Councillor Kerry Shine secured enough support from colleagues to pass two motions at Toowoomba Regional Council’s November meeting, following tense and sometimes hostile debates.
Under the reforms, the legal cost to ratepayers of planning and environment court cases will be disclosed at the following ordinary meeting once the matter is finalised.
The change was brought about after a series of council decisions in recent years where councillors voted down controversial proposals due to public pressure, only for the developers to secure approval through the courts.
Mr Shine said the move would make the council’s actions more transparent.
“We have a responsibility not to waste money, particularly when professional advice is to the contrary, which has occurred in some decisions we’ve made, contrary to our professional advice given,” he said.
“I can’t see any good reason arguments against disclosing how we spend ratepayers’ money.
“Transparency is not only a good idea, it’s a requirement.”
Mr Shine’s motion was met with fierce opposition by councillors like Carol Taylor, who said the publication of legal costs associated with individual court cases might chill dissent against contentious projects by residents.

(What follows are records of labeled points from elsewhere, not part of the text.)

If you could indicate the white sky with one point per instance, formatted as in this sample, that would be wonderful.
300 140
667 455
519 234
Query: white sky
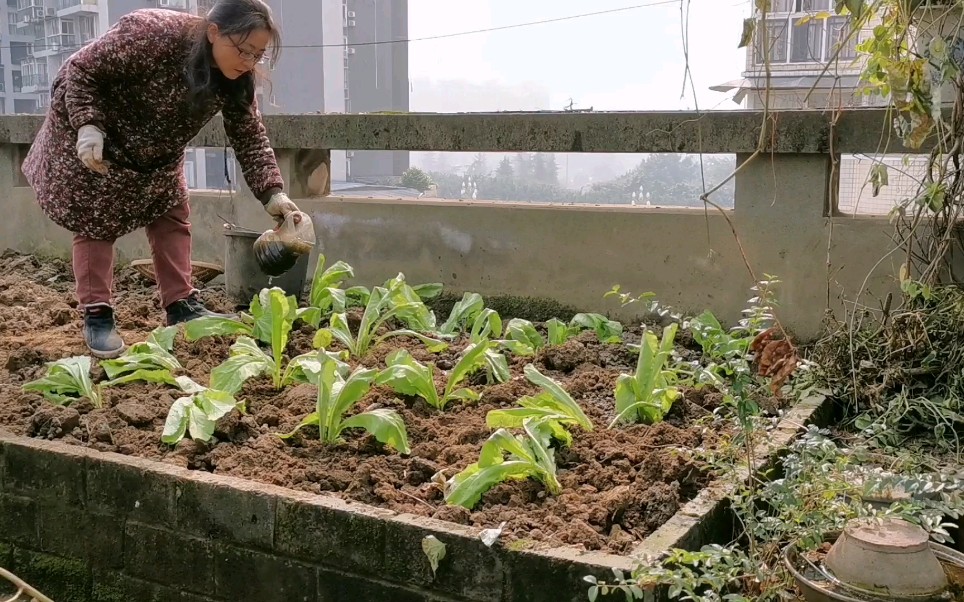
626 60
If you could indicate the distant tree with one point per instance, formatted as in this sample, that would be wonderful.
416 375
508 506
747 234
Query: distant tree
523 167
479 165
505 172
544 169
416 179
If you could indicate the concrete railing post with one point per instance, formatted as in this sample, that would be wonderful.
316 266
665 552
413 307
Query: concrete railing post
307 171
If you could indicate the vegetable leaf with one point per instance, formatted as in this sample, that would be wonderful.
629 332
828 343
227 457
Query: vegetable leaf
218 326
66 381
463 311
647 395
408 376
247 360
553 406
337 395
149 361
197 414
529 456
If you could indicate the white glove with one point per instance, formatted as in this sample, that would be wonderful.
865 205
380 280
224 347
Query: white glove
279 206
90 148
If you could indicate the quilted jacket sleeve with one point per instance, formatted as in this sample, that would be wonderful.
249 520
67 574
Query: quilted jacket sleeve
249 139
126 50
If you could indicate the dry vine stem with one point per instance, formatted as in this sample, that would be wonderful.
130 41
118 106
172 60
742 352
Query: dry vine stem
22 588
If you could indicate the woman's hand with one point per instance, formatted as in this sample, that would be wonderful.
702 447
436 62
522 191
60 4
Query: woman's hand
279 206
90 148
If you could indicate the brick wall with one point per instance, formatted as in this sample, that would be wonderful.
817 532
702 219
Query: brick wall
84 526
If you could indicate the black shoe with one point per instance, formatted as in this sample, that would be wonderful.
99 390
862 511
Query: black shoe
190 309
100 332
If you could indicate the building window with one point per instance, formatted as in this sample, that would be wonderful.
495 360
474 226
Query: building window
806 41
776 42
794 34
838 30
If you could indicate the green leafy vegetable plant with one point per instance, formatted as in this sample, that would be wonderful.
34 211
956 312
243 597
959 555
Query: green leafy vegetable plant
463 312
529 456
66 381
327 294
648 394
384 305
248 359
337 395
258 324
522 338
608 331
197 413
149 361
553 405
408 376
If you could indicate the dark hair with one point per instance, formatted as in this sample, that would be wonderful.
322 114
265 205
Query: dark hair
233 17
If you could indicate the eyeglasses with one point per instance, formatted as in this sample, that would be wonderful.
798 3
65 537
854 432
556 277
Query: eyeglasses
250 57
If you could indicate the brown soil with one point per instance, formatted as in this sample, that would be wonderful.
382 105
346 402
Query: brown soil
618 485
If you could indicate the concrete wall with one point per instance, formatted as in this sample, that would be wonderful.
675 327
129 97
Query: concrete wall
85 526
573 254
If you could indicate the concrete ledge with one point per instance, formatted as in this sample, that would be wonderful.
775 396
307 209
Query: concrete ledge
857 131
123 525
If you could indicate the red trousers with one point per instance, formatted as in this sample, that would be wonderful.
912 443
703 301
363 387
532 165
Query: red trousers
170 240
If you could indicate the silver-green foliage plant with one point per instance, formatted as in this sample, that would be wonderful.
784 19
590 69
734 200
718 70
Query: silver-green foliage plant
408 376
553 405
507 457
197 412
522 338
337 395
384 305
149 361
648 394
258 324
66 381
277 313
327 294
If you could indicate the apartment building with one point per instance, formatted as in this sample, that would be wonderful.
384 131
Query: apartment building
799 47
321 70
814 64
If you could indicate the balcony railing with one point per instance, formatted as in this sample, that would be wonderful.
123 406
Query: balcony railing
785 209
36 81
65 4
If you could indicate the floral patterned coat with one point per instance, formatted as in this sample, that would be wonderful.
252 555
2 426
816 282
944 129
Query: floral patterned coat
130 83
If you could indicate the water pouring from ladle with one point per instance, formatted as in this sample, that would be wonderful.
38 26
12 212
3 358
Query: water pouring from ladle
278 249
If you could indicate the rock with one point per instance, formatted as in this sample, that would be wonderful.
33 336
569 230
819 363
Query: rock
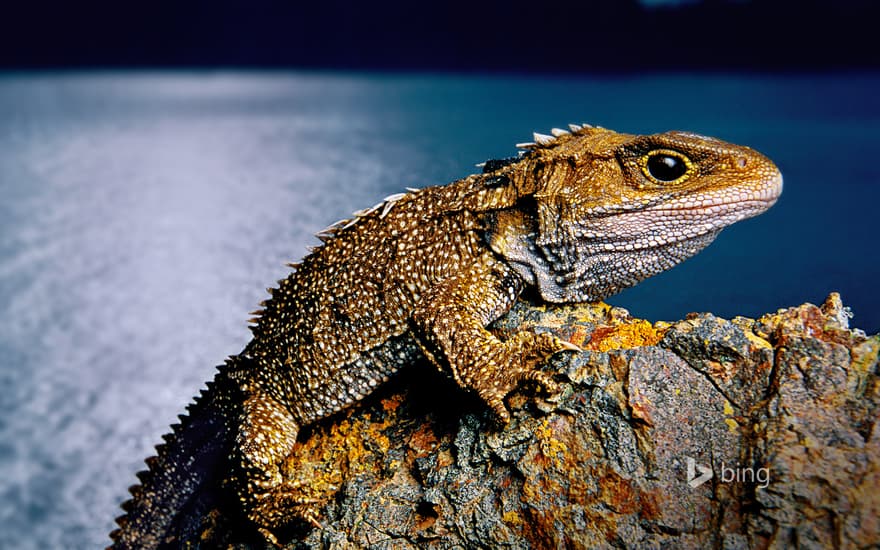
702 433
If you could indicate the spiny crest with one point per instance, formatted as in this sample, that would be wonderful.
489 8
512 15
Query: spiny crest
333 230
548 140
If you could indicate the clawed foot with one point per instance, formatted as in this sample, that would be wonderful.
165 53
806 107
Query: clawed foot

“While this motion sound innocuous, this proposed change has the potential to influence and change the way council listens to impacted parts of our community,” she said.
“If people who aren’t impacted don’t understand or care what happens to someone else, by publicising these, you’ve got protesting (by people) against the legal costs of this council in an individual case that does not impact them.”
Bill Cahill was even more emphatic in his dissent, arguing it could dissuade council officers from seeking legal advice around an application.
“I’m all for transparency and I’ve built a reputation around that, but transparency for who? Transparency for the side that opposes us in a court, for very little gain for us?” he said.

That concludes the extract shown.